When you’re roaring down the highway on a rainy day, you’re depending on a number of computer chips to manage your brakes and steering. They quickly evaluate road conditions and help you bring the car to a safe halt.

The last thing you want, then, is for the car’s minicomputers to be vulnerable to viruses or other malware, and require patching or updating as often as a desktop computer. But we may be getting closer to that stage, says David Friedlander, a senior analyst with Forrester Research, who has written a report suggesting that in the next few years we can expect to see a wide range of devices, from vehicles to machinery, that need to be managed like traditional computing resources.

“In terms of the number of devices and the diversity of things that count now as computing infrastructure, they have enough computing power that you begin to worry about managing them and the way these devices connect to a network and each other,” he says. These devices can be found increasingly in cars—such as GPS systems—which could be connected “wirelessly to a manufacturer for service information,” says Friedlander.

And they aren’t just in cars.

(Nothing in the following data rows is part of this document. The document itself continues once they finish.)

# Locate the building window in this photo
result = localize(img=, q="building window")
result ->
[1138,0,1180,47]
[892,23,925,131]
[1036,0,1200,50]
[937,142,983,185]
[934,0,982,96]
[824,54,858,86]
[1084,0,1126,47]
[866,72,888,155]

Production machinery and even medical devices will be connected and sharing data with other computing devices and networks—and that creates the possibility of being hacked or infected.

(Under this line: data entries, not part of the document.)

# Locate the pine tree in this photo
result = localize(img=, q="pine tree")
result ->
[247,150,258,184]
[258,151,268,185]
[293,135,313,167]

Other tech experts foresee a similar expansion of threats to what are called “embedded computing devices.” For example, a report from IBM’s Security Intelligence Services notes that the growing sophistication of malicious code aimed at wireless devices may be a harbinger of threats to come.

David Mackey, director of IBM’s Security Intelligence, says, “The things we saw in 2004 that were very disconcerting were the fledgling viruses aimed at cell phones and PDAs,” such as the Cabir worm; disconcerting because as the technology in those mobile devices becomes more advanced, there will be “a wider range of vulnerabilities that can allow attackers to exploit them.”

Code inside these embedded computers has traditionally been “locked down and read only,” he says, “but as communication and interactivity with those devices becomes more functional for users, there will be more of a chance to be able to hijack communications or even insert code in those embedded computers.”

One step toward protection is awareness. Another step is to consider the user’s role. That means “looking at this from the perspective of who needs to use this machine, what sort of policies should we have based on what this system is used for, who is it used by,” and so on, says Friedlander.

It’s important to properly manage users, he explains. Keeping devices safe means applying automation to the task of managing user IDs, policies, and device requirements, a task that Friedlander says a few companies are doing. That’s what it’s going to take to keep computers—and devices using them—free of danger.